Sangre. Demasiada. En las paredes, en su piel, en el aire. El eco del miedo aún no se iba.
De los nueve duendes, seis yacían sin vida. Algunos aún soltaban espasmos finales, los nervios negándose a aceptar la muerte que ya los había reclamado. El calor de la violencia aún impregnaba la cueva.
Los tres restantes no luchaban. Ni siquiera intentaban huir.
Uno se encogía contra la pared, con los ojos tan abiertos que parecían querer salirse de su cráneo. Temblaba como una hoja, incapaz de apartar la mirada de la criatura que acababa de destrozar a su banda. En su mente no quedaba espacio para el pensamiento: solo terror puro, paralizante, animal.
Otro se había dejado caer de rodillas, sin expresión, la mirada vacía fija en un punto del suelo cubierto de sangre. No lloraba. No hablaba. Simplemente esperaba. Ni siquiera alzaba la vista cuando el Espectador se acercaba. Estaba resignado, como si la muerte fuera una vieja conocida que simplemente se había tardado.
Y el tercero... ese lo observaba.
No como antes, cuando el miedo los hacía buscar rutas de escape. No. Este lo miraba con rencor, la mandíbula apretada, los puños cerrados hasta que las uñas rasgaban la piel. Sus ojos no suplicaban. No imploraban. Solo odiaban. Un odio silente, ácido, que ardía por dentro. Pero no se movía. No se atrevía. Sabía que si intentaba algo, moriría. Y aún no estaba listo para morir.

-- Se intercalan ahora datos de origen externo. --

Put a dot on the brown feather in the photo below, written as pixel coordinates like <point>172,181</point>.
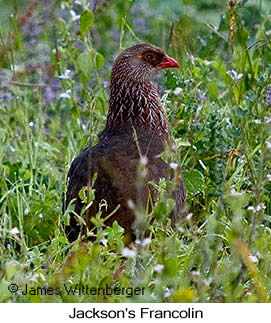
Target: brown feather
<point>134,107</point>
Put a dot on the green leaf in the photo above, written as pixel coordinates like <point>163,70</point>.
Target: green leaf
<point>86,21</point>
<point>99,59</point>
<point>193,181</point>
<point>85,63</point>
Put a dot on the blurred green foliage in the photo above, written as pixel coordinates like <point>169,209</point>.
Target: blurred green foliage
<point>55,62</point>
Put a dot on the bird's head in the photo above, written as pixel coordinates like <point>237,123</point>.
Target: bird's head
<point>142,61</point>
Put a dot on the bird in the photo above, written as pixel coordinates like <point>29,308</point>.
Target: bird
<point>136,132</point>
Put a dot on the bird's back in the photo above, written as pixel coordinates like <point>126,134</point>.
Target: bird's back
<point>115,159</point>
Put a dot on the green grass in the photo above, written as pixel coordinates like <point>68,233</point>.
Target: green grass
<point>221,124</point>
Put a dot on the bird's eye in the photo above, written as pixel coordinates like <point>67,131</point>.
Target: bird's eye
<point>150,57</point>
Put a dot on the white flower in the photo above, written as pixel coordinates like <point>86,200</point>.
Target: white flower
<point>234,75</point>
<point>104,241</point>
<point>158,268</point>
<point>253,259</point>
<point>235,193</point>
<point>131,204</point>
<point>74,15</point>
<point>178,91</point>
<point>173,165</point>
<point>168,292</point>
<point>14,231</point>
<point>65,95</point>
<point>258,208</point>
<point>128,253</point>
<point>144,160</point>
<point>251,208</point>
<point>143,243</point>
<point>261,206</point>
<point>66,74</point>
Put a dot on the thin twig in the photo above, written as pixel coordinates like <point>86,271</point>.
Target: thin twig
<point>34,85</point>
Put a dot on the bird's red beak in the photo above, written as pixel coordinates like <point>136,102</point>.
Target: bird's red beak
<point>168,62</point>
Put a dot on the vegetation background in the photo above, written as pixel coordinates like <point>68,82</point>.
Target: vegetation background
<point>55,61</point>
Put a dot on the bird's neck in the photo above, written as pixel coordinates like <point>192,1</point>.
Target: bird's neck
<point>136,103</point>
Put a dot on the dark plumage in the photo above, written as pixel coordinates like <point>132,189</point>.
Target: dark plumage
<point>136,126</point>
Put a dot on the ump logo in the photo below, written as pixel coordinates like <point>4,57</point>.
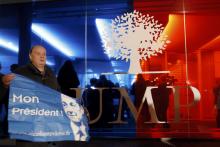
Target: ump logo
<point>134,37</point>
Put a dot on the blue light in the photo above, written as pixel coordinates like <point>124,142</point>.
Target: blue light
<point>104,27</point>
<point>9,45</point>
<point>51,39</point>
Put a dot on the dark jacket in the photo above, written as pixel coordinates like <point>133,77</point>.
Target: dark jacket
<point>31,72</point>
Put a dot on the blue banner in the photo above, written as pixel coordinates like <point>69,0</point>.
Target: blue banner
<point>39,113</point>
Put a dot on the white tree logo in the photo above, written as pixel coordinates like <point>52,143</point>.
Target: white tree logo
<point>136,37</point>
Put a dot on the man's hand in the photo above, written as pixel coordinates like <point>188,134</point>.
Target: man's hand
<point>6,79</point>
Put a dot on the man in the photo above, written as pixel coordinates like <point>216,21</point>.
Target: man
<point>35,70</point>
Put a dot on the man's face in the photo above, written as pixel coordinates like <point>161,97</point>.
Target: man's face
<point>38,56</point>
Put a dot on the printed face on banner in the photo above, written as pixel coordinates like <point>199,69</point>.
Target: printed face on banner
<point>72,109</point>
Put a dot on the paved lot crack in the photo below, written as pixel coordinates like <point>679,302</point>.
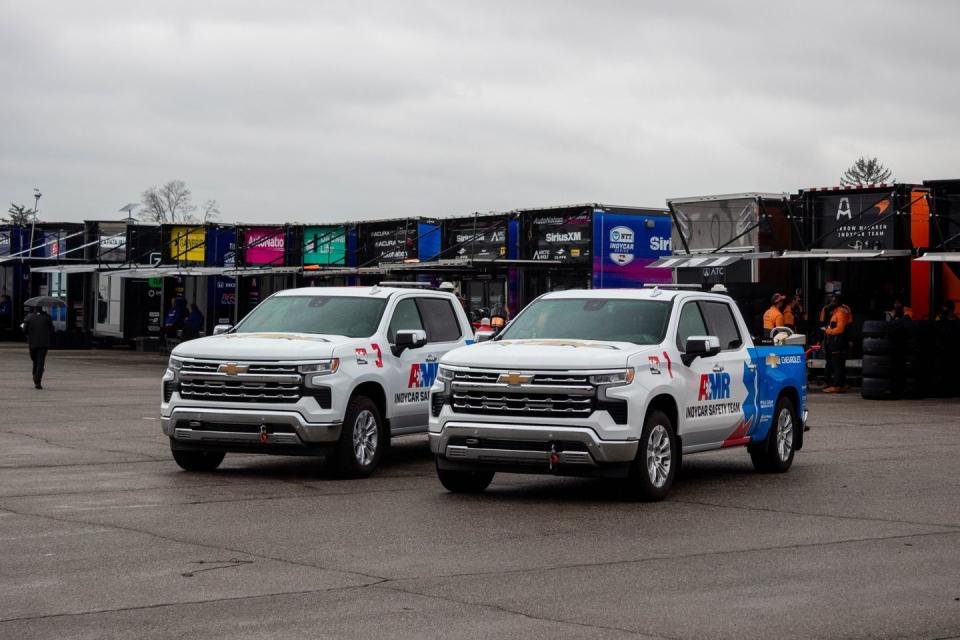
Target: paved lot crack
<point>192,543</point>
<point>718,505</point>
<point>161,605</point>
<point>390,585</point>
<point>680,556</point>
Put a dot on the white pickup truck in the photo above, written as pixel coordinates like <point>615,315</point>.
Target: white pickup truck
<point>616,383</point>
<point>314,371</point>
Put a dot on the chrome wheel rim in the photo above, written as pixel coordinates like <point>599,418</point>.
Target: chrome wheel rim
<point>658,456</point>
<point>784,434</point>
<point>365,437</point>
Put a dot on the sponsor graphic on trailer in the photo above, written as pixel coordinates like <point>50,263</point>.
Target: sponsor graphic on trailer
<point>857,221</point>
<point>422,376</point>
<point>624,246</point>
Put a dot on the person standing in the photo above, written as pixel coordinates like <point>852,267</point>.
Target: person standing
<point>836,345</point>
<point>193,324</point>
<point>773,317</point>
<point>38,327</point>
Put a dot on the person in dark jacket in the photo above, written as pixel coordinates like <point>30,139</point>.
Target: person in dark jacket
<point>193,323</point>
<point>38,326</point>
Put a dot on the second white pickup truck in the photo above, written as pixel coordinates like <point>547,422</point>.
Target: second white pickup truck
<point>333,372</point>
<point>616,383</point>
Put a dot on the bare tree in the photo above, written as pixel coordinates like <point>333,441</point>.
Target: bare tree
<point>210,211</point>
<point>865,171</point>
<point>20,216</point>
<point>172,202</point>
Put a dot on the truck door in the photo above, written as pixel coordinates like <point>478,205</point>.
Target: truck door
<point>409,375</point>
<point>713,387</point>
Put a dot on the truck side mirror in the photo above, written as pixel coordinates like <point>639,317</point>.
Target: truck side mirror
<point>700,347</point>
<point>484,336</point>
<point>408,339</point>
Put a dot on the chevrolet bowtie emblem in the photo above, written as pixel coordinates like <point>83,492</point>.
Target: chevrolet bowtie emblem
<point>232,368</point>
<point>514,379</point>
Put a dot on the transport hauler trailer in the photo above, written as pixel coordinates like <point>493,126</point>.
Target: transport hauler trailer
<point>733,240</point>
<point>590,245</point>
<point>861,242</point>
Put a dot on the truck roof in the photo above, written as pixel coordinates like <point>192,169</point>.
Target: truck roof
<point>654,293</point>
<point>374,291</point>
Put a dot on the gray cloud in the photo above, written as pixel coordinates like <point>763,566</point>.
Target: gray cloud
<point>343,110</point>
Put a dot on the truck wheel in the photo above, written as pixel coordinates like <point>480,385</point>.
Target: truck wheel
<point>363,439</point>
<point>775,454</point>
<point>197,460</point>
<point>464,481</point>
<point>655,466</point>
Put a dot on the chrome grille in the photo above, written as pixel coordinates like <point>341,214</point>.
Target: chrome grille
<point>260,382</point>
<point>211,366</point>
<point>239,391</point>
<point>545,395</point>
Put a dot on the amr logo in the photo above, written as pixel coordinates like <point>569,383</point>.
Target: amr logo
<point>422,374</point>
<point>714,386</point>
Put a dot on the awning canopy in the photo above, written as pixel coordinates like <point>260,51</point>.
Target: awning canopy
<point>847,254</point>
<point>707,260</point>
<point>940,256</point>
<point>66,268</point>
<point>260,271</point>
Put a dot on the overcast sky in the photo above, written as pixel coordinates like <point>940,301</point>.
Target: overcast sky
<point>337,111</point>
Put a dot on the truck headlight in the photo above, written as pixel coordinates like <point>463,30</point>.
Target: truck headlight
<point>613,378</point>
<point>445,374</point>
<point>320,368</point>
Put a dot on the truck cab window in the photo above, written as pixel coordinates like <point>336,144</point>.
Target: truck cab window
<point>722,324</point>
<point>440,320</point>
<point>406,317</point>
<point>690,324</point>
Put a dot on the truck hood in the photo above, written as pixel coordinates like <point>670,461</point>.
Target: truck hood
<point>542,354</point>
<point>261,346</point>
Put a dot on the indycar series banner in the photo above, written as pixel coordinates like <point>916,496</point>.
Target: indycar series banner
<point>625,246</point>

El Espectador lo observó. A pesar de no compartir un lenguaje común, tampoco era necesario. Las opciones eran claras:
Muerte...
U obediencia
El hacha brilló bajo la tenue luz de la cueva.
El duende gimió más fuerte.
Al caer la noche, la mazmorra tenía nuevos sirvientes.
No perfectos. No leales.
Pero útiles. Al menos no tuvo que arrastrar tres cadáveres de duendes él solo de vuelta.
El Espectador examinó los restos de su lanza. La punta de hierro seguía intacta. La madera podría reemplazarse.
Y mientras los duendes cautivos juntaban huesos y piedras bajo su mirada, una certeza creció en su interior:
La próxima vez, la sangre sería solo de sus enemigos.